Restoration Hardware Expanding Into Apparel

Restoration Hardware, the high-end furniture and home-furnishing retail chain based in Corte Madera, Calif., is getting into the clothing business.

The company announced on Aug. 14 it has decided to reorganize its business to generate new revenue.

The organization means the leadership will be realigned. One side will remain with the luxury furniture and home-furnishings business, and the other side will be incubating and launching new lines of apparel, accessories, footwear and jewelry.

Gary Friedman, the current chairman and co-chief executive officer of Restoration Hardware, will become the founder, chairman and chief executive of Hierarchy, the apparel and accessories side of the equation, with Restoration Hardware owning a minority stake. Friedman will continue to be involved with Restoration Hardware in an exclusive advisory role, serving as creator and curator for Restoration Hardware with a focus on strategy, creative and design direction. He will remain the largest individual shareholder of Restoration Hardware and will serve as a non-director adviser to the board in his role as chairman emeritus.
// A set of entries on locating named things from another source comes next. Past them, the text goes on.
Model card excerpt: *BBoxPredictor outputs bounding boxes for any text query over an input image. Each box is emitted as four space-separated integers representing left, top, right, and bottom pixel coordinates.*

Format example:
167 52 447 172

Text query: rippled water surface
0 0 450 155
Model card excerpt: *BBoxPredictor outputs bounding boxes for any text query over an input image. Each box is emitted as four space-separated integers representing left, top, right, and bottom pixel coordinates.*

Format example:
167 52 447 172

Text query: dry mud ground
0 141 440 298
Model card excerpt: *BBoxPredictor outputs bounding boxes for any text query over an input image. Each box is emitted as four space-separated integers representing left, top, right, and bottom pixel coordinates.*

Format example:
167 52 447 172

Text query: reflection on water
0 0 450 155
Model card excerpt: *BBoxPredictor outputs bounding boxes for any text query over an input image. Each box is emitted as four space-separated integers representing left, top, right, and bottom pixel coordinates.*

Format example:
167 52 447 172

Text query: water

Carlos Alberini, formerly co-chief executive with Friedman, will now become Restoration Hardware’s sole chief executive and lead all major functions of the business.

Alberini joined Restoration Hardware in 2010, after nearly a decade as the president and chief operating officer of Los Angeles–based Guess? J. Michael Chu, a managing partner of Catterton Partners, will become the new chairman of the board of Restoration Hardware. “The new structure provides a creative and efficient way to develop new businesses,” Chu said. Under the new structure, Restoration Hardware will maintain all existing home businesses and have the exclusive right to acquire each of the new businesses when they reach an appropriate level of maturity and profitability.

Restoration Hardware sells its goods online and at 87 retail shops and 10 outlet stores in the United States and Canada, according to its website. The company was acquired in 2008 by Catterton Partners in a $179 million buyout over a rival offer by Sears Holdings Corp. It is now jointly controlled by Catterton partners and Tower Three Partners.—D.B.